Lambert you should also think that the ultimate effect of the recession on productivity is not captured by the immediate measure, but the defining feature of recessions is unemployment. Low productivity workers no longer having work, may increase productivity, but the productive capacity of the economy is only increased if these unemployed workers can find more productive works afterwards. You can’t just close your eyes (as I have the feeling that (g)Libertarians often do), and make the rejected disappear. Similarly when a firm goes bankrupt that is a financial event (and you should remember reverse causality – often firms are less efficient because they have financial problems not only vice versa), the resources often are not destroyed, they just change hands without the debt hanging over them. They may be closed down in a recession, but may well be activated again afterwards.

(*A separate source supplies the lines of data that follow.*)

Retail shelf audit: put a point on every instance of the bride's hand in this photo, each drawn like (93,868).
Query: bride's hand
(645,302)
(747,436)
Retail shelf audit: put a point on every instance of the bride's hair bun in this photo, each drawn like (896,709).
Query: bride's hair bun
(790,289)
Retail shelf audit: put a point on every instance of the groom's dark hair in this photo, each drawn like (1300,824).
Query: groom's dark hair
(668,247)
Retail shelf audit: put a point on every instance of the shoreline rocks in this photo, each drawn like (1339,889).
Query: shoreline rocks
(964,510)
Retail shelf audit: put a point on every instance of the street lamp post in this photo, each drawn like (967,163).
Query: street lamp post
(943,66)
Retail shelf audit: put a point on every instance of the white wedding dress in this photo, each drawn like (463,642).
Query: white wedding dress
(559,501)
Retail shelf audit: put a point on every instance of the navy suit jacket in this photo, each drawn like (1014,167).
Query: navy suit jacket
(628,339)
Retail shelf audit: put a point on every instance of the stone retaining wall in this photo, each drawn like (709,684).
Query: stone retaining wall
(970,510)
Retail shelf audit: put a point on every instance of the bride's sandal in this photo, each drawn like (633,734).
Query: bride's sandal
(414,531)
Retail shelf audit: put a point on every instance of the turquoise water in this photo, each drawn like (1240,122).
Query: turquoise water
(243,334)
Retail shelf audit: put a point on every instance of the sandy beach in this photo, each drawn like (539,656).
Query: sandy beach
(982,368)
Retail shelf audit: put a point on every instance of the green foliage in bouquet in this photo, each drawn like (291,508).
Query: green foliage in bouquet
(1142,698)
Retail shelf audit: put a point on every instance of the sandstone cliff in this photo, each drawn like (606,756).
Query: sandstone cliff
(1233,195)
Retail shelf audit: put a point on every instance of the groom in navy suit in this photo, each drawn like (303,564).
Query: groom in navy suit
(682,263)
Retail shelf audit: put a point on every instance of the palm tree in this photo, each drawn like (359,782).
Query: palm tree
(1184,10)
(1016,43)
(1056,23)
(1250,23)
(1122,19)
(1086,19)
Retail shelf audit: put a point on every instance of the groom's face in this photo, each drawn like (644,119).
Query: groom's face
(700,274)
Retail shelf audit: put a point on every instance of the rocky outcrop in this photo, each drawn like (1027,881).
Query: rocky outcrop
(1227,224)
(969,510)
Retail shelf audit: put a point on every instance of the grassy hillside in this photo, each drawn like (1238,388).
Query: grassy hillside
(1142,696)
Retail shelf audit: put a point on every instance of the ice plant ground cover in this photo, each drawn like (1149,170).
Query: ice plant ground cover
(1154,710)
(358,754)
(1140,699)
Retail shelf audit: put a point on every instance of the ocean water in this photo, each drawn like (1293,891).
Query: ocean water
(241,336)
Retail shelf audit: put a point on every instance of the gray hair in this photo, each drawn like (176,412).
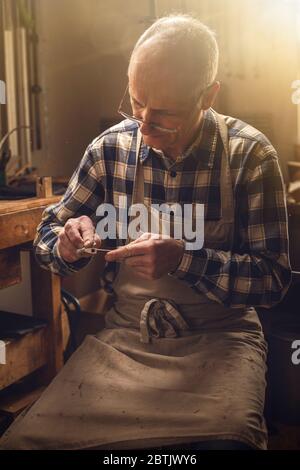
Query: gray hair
(172,31)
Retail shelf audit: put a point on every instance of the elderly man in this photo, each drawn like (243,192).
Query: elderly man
(181,360)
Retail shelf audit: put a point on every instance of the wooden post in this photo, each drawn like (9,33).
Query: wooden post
(44,186)
(46,304)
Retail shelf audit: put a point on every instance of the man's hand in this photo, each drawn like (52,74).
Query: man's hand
(150,257)
(77,233)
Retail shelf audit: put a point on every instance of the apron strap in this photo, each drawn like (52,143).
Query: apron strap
(161,318)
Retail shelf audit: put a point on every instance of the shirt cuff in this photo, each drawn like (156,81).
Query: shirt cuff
(192,266)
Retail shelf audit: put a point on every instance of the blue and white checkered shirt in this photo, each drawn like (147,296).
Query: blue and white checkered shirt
(256,272)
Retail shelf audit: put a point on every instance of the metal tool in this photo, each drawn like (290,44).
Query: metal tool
(91,251)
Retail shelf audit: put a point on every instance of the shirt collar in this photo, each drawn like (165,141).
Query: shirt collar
(203,148)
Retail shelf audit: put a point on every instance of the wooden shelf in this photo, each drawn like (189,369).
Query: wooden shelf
(23,356)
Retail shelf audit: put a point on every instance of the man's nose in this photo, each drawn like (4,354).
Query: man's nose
(147,117)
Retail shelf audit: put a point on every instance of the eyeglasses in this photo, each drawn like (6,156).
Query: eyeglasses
(154,126)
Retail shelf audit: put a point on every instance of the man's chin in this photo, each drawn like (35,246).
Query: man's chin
(155,140)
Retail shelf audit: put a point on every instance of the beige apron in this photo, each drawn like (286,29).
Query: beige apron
(170,367)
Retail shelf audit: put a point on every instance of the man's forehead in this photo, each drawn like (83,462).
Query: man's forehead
(160,85)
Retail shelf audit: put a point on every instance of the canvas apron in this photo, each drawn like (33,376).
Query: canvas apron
(170,367)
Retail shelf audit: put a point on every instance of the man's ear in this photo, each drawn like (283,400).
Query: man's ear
(210,95)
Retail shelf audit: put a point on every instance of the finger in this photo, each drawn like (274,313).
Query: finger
(128,250)
(97,241)
(66,243)
(87,231)
(138,261)
(73,233)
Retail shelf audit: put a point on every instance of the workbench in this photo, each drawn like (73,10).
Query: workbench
(40,350)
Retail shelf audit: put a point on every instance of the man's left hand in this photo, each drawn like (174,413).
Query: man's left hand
(151,256)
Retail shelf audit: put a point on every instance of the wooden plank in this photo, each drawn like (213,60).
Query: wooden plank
(17,401)
(7,206)
(17,227)
(23,356)
(10,268)
(46,304)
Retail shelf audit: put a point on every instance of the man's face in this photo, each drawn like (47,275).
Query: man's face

It is what happens in the recovery that is really telling for the long run productivity story, not what happens in the recession.
In fact this whole theme here annoys me. Financial limitations and real limitations are two completely different sorts of limitations (the one being current, the other often historical). Maybe it makes more sense to solve financial problems (like a lack of purchasing power in the right hands) with financial measures (like giving them money) rather than trying to change the rest of the system to adapt (including trying to pretend that financial problems are real problems).
And another fairly obvious, but not stated point – if you want to get rid of less efficient producers then higher wages (through tight labour markets), or lower prices (through increased competition) are the way to do it.
And finally one point to show that I am not totally one sided in my thinking. One thing that recessions might do for long run productivity, is make it easier for innovative startups in the recovery (but leaving cheap resources lying around). i.e. Schumpeter, did have a point. i.e. It might make the economy more versatile (not more efficient in aggegate, since many startups fail). Short run efficiency is not everything.
Sorry Edward for calling you Lambert above. Not intended.
I hear your point that low productivity worlers will just be hired back on after a recession but if you look at the graph, the high growth spurt of productivity is not undone by an equal negative fall in productivity. Far from it, the large productivity spurt is maintained.
That is a key piece of evidence.
No its not. (You can’t exactly tell from the graph, but the rate of growth falls back always after the brief spike, often staying low. And althought the spike is high, it is short.
P.S. It is even worse if unemployment just ratchets up. Even low productivity workers produce more when employed than when not.
P.P.S. If you want to make this argument, don’t map the rate of change. Map the level, minus the trend. Present that, then make the argument.
Productivity is output per labor hour. It doesn’t matter how many hours you have. The quantity of hours does not matter. Productivity looks at the quality of those hours.
After a recession the economy grows into that new quality of hours by increasing hours. That is after the growth spurt with increasing hours. That is when productivity gained through the recession will put real GDP onto a path toward a higher level of produvtive capacity.
You can do a search for my posts on the attactor level of productive capacity. Or I can find the link.
But what evidence (real evidence) do you have that you need to throw people out of jobs (rather than attracting them into new ones) to do this?
Whats more, why do you need to do it all at once, when there are no new jobs to go to, rather than steadily as part of normal churn.
It is nice to have new readers at Angry Bear. I know it can be hard to remember everything in a comment and once it is up, you can not change a comment. Can you nest your posts please? A common tactic of trolls is to post comments in rapid succession thereby flooding a thread with (sometimes) meaningless comments. Thanks!